In holding that the tax lien was not discharged by the sheriff’s sale in 1888, the learned court below fell into error through following what it conceived to be our construction of the Act of 1824, P. L. 18 (extended to the county of Allegheny by the Act of April 5, 1844, P. L. 199); the language of that act being practically similar to the act of 1857. The first of the cases relied upon by *196the court below, Pittsburg’s App., 70 Pa. 142, deals with sec. 19 of the Act of January 6, 1864, P. L. 1131, wherein it is provided: “If on any .... judicial sale, enough be not realized to pay off the lien, it shall continue to be a lien, until the whole amount, with the costs, be paid in full.” In discussing this act, Chief Justice Thompson there said: “Generally judicial sales divest all liens. But the Legislature thought proper to enact at least the equivalent of the provision contained in the Act of 1824 'that the assessment should be and remain a lien until fully paid and satisfied,’ by the clause quoted above, 'that if on any judicial sale enough was not realized to pay off the lien, it shall continue to be a lien until the whole amount shall be paid with costs.’ This provision corresponds with our decision in 1861 under the Act of 1827 (should be Act of 1824, as appears from an examination of the original manuscript): Allegheny City’s App., 41 Pa. 60. We held that the words quoted, meant, that if enough to pay off the taxes was not realized by the sale, the unextinguished balance continued to be a lien.” As this dictum concerning the act of 1824 has crept into other of our cases, and as it led the court below into error, it is well now to explain it away.

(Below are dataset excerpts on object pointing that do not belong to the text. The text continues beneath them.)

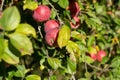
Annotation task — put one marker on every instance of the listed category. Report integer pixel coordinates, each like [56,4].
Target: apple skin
[42,13]
[51,36]
[100,55]
[51,24]
[77,24]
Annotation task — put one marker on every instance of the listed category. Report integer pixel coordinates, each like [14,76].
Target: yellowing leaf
[22,43]
[63,36]
[8,56]
[26,29]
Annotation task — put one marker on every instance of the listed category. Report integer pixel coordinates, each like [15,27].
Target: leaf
[33,77]
[10,18]
[115,62]
[54,62]
[63,36]
[8,56]
[20,71]
[91,40]
[63,3]
[26,29]
[54,0]
[2,46]
[32,5]
[73,49]
[53,14]
[71,67]
[22,43]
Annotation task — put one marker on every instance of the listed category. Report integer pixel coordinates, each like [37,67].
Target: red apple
[51,36]
[93,56]
[51,24]
[100,55]
[77,23]
[42,13]
[74,8]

The act of 1824 does not contain any provision to the effect “that the assessment should be and remain a lien until paid and satisfied.” The provision is simply that such lien shall be fully paid and satisfied before other liens. Allegheny City’s App., 41 Pa. 60, does not hold that under the act of 1824 such liens remain until fully paid and satisfied. On the contrary, after a discussion of that act we there say, “A judicial sale discharged the lien and turned the municipal corporation over to a resort to the fund raised by the sale .... the public were supposed to have been secured by the provision which made such claims prior liens to all others.”
Eaton’s App., 83 Pa. 152, cited by the court below, construes the Act of February 28, 1866, P. L. 116, and holds that upon a judicial sale thereunder taxes not paid *197in full continue to be a lien. But, after quoting the words of that act to the effect that taxes shall be a lien which shall continue until fully paid and discharged, it is there said, “Such have been the decisions of this Court upon the construction of the first section of the Act of February 3, 1824, P. L. 18, .... which, in this respect, does not materially differ from this law.” In that case, this dictum in reference to the act of 1824 comes from the opinion in Pittsburg’s App., 70 Pa. 142, which we have already explained.
The last case, Phila. v. Powers, 214 Pa. 247, was decided under the Act of March 11, 1846, P. L. 114, which expressly provides that the lien shall not be divested by any judicial sale “as respects so much thereof, as the proceeds of such sale may be insufficient to discharge and pay.”
The act of 1857 contains no provision that a tax lien shall remain until fully paid and satisfied, and none of the cases relied upon by the court below are authority for holding that the language employed in that act is sufficient to take liens out of the general and well-established principles regulating their discharge by judicial sales. Having ruled this point for the appellant it is unnecessary to decide the other questions discussed by counsel.
The assignments of error are sustained, the judgment is reversed, and judgment is here entered for the plaintiff.